# ¿parlantes de 3 ohmios en un equipo de audio de 6 ohmios?



## elwebeador (Dic 16, 2007)

Hola estoy conectando unos parlantes de 3 ohmios en un equipo de sonido que tiene salida de 6 ohmios y se que a menor impedancia de parlantes hay mas posibilidad de quemar el equipo de audio ¿se puede conectar una resistencia u otra carga en serie para compensar esos 3 ohmios o es una burrada  ¿bastara con tenerle bajo el volumen? ¿y si viene otro y le sube?

Saludos


----------



## ciri (Dic 16, 2007)

Y si no te queda otra que equilibrar los 3ohm de diferencia.. pero con una resistencia, tendrías una pérdida alli inutilizada totalmente..
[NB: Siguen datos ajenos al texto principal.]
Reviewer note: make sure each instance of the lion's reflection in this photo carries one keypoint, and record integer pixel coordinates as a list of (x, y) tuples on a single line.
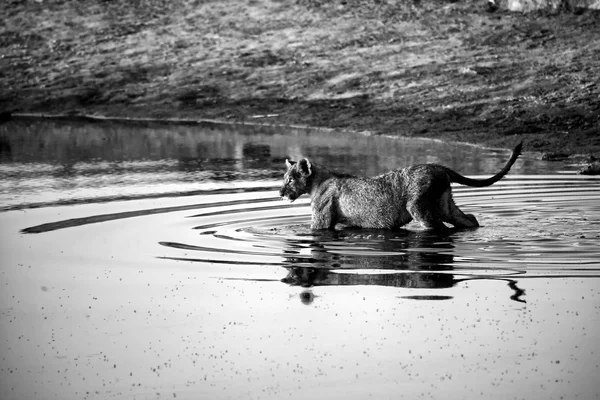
[(404, 259)]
o mejor se´ria que consigas otros dos parlantes de 3 ohm, y coloques dos en sería a cada salida.


----------



## detrakx (Jul 21, 2008)

En realidad estarías exigiendo demas al equipo por que estas cargandolo con impedancias menores a la que soporta. como dijo ciri una posibilidad es compensar con resistencias la impedancia. 
buscate unas r de 2,7 omhs valor comercial . de 7 o 10W y ponelas en serie con los parlantes. 

saludos.


----------